The Future Of Molluscan Models From Proteins And Genes To Silicon Chips

The ability to manipulate single molluscan neurons holds tremendous potential toward the identification and characterization of various genes and their encoded proteins regulating synapse formation. One possibility for future exploration will be the identification and characterization of a full complement of both pre- and postsynaptic proteins involved in synapse formation. This functional proteomics approach has already enabled the identification and characterization of a whole array of proteins within specific compartments of select mammalian neurons57,58. Although these mammalian neurons hold tremendous potential for identifying synapse-specific proteins, the molluscan neurons due to their larger somata, are perhaps better suited for such functional proteomics approaches. For instance, Jimenez and colleagues59 have recently successfully identified and characterized a full complement of neuronal neuropeptides at the level of a single cell. This approach can now be employed to identify various proteins during synapse formation - at the level of single pre- and postsynaptic neurons. These proteins can then be manipulated experimentally to determine their exact involvement in synapse formation and synaptic plasticity.

Finally, a new approach to investigate connectivity of multiple neurons concurrently and noninvasively is the utilization of silicon chip technologies. The neuron and silicon chip interfacing allows noninvasive examination of large neuronal ensembles during synapse formation (Figure 2.4). Specifically, the

Lymnaea model was recently used to successfully interface individual neurons with silicon chips and a bidirectional communication was established between brain cells and this electronic device60. This approach now provides an unprecedented opportunity to examine the role of activity-dependent mechanisms in synapse formation and synaptic plasticity at a resolution that has never been attained before.

Figure 2.4. Synapse Formation as Revealed Through Brain-Chip Neuron Interfacing. (A) Identified Lymnaea neurons can be successfully interfaced with silicon chips (Kaul, Syed, Fromherz, unpublished data). The cultured cells can either be soma-soma paired (A) or allowed to extend neurites to develop networks (B). This approach has been used to reconstruct specific synapse on the chip which was subsequently used to stimulate and record synaptic activity and plasticity.

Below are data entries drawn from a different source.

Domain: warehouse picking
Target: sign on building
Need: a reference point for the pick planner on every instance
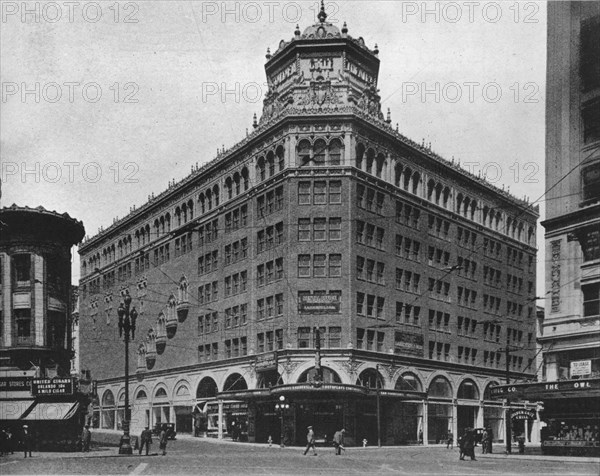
(319, 303)
(581, 367)
(54, 386)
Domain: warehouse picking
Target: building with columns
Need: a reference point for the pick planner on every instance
(326, 259)
(35, 325)
(570, 330)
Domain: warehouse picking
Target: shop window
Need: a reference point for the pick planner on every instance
(591, 177)
(440, 387)
(591, 299)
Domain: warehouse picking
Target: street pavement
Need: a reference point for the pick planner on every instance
(212, 457)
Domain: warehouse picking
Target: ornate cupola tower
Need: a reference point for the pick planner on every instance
(321, 70)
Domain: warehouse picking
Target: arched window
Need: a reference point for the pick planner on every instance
(416, 178)
(202, 202)
(303, 152)
(280, 158)
(360, 153)
(178, 216)
(440, 387)
(319, 153)
(235, 382)
(370, 378)
(329, 376)
(398, 175)
(380, 172)
(160, 393)
(271, 163)
(409, 382)
(245, 178)
(335, 152)
(487, 393)
(207, 388)
(468, 390)
(261, 171)
(141, 395)
(236, 183)
(370, 160)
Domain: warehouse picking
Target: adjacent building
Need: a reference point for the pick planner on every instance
(326, 259)
(35, 330)
(570, 331)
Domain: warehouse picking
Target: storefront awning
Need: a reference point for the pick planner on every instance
(52, 411)
(549, 390)
(14, 409)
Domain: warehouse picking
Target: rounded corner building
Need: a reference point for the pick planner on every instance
(324, 271)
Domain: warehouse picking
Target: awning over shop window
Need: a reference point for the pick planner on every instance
(52, 411)
(14, 409)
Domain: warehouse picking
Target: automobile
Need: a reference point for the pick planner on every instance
(168, 427)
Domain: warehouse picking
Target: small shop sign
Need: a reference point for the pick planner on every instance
(15, 384)
(54, 386)
(523, 415)
(581, 368)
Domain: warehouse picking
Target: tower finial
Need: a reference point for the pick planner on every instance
(322, 16)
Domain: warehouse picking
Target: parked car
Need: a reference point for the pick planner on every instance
(168, 427)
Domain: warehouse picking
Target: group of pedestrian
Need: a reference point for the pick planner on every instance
(6, 442)
(466, 444)
(146, 440)
(338, 441)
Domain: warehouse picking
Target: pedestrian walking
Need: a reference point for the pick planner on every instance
(27, 440)
(86, 439)
(469, 444)
(484, 442)
(338, 441)
(163, 441)
(461, 447)
(310, 441)
(450, 440)
(145, 440)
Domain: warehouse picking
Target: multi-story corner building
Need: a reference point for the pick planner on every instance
(35, 330)
(325, 258)
(570, 330)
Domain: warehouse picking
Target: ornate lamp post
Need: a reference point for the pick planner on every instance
(127, 318)
(281, 407)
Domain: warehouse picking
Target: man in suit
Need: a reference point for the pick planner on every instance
(145, 439)
(338, 441)
(310, 441)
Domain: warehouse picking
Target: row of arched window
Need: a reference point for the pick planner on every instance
(402, 176)
(439, 387)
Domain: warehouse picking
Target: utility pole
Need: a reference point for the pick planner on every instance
(508, 411)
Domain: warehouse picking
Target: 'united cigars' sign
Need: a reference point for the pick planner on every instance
(319, 304)
(54, 386)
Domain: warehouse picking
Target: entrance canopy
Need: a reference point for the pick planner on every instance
(549, 390)
(14, 409)
(318, 390)
(52, 411)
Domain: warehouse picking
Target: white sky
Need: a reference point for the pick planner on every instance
(76, 155)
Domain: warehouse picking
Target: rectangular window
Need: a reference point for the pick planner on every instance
(335, 229)
(335, 191)
(335, 265)
(319, 229)
(320, 193)
(304, 229)
(303, 193)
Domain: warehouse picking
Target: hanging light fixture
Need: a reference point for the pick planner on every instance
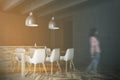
(30, 21)
(52, 24)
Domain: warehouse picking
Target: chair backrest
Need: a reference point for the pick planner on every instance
(18, 52)
(55, 55)
(39, 56)
(69, 54)
(31, 50)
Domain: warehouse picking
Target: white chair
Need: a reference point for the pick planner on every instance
(39, 56)
(68, 57)
(48, 52)
(54, 57)
(18, 57)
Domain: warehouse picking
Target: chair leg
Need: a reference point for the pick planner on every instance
(45, 68)
(34, 68)
(58, 66)
(66, 67)
(73, 65)
(51, 68)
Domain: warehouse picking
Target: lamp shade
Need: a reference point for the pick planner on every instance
(30, 21)
(52, 24)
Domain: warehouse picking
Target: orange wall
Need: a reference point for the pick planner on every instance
(14, 32)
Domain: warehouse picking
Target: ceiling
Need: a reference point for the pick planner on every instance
(40, 8)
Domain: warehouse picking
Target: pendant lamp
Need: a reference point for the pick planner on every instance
(52, 24)
(30, 21)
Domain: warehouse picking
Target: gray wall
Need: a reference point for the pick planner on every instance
(104, 15)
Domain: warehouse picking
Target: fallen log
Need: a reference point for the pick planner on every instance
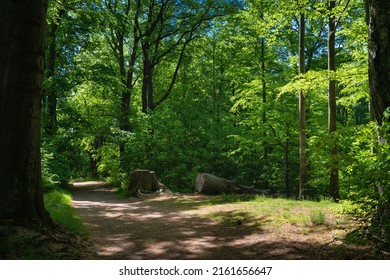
(212, 185)
(145, 181)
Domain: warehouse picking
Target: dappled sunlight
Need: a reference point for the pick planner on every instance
(190, 227)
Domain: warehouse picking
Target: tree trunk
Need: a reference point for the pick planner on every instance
(302, 113)
(144, 181)
(22, 46)
(212, 185)
(379, 56)
(332, 107)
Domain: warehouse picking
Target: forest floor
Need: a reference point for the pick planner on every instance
(182, 227)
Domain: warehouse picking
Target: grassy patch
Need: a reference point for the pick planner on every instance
(59, 205)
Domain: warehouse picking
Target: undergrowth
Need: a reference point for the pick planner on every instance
(59, 205)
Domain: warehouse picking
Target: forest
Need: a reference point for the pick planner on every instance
(287, 96)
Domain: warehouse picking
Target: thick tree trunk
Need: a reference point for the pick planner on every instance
(332, 107)
(379, 56)
(302, 113)
(145, 181)
(22, 46)
(212, 185)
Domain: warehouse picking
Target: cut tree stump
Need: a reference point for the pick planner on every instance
(212, 185)
(145, 181)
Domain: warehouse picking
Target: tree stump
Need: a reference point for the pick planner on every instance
(145, 181)
(212, 185)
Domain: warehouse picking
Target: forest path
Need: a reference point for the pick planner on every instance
(148, 228)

Figure 2.4. Synapse Formation as Revealed Through Brain-Chip Neuron Interfacing. (A) Identified Lymnaea neurons can be successfully interfaced with silicon chips (Kaul, Syed, Fromherz, unpublished data). The cultured cells can either be soma-soma paired (A) or allowed to extend neurites to develop networks (B). This approach has been used to reconstruct specific synapse on the chip which was subsequently used to stimulate and record synaptic activity and plasticity.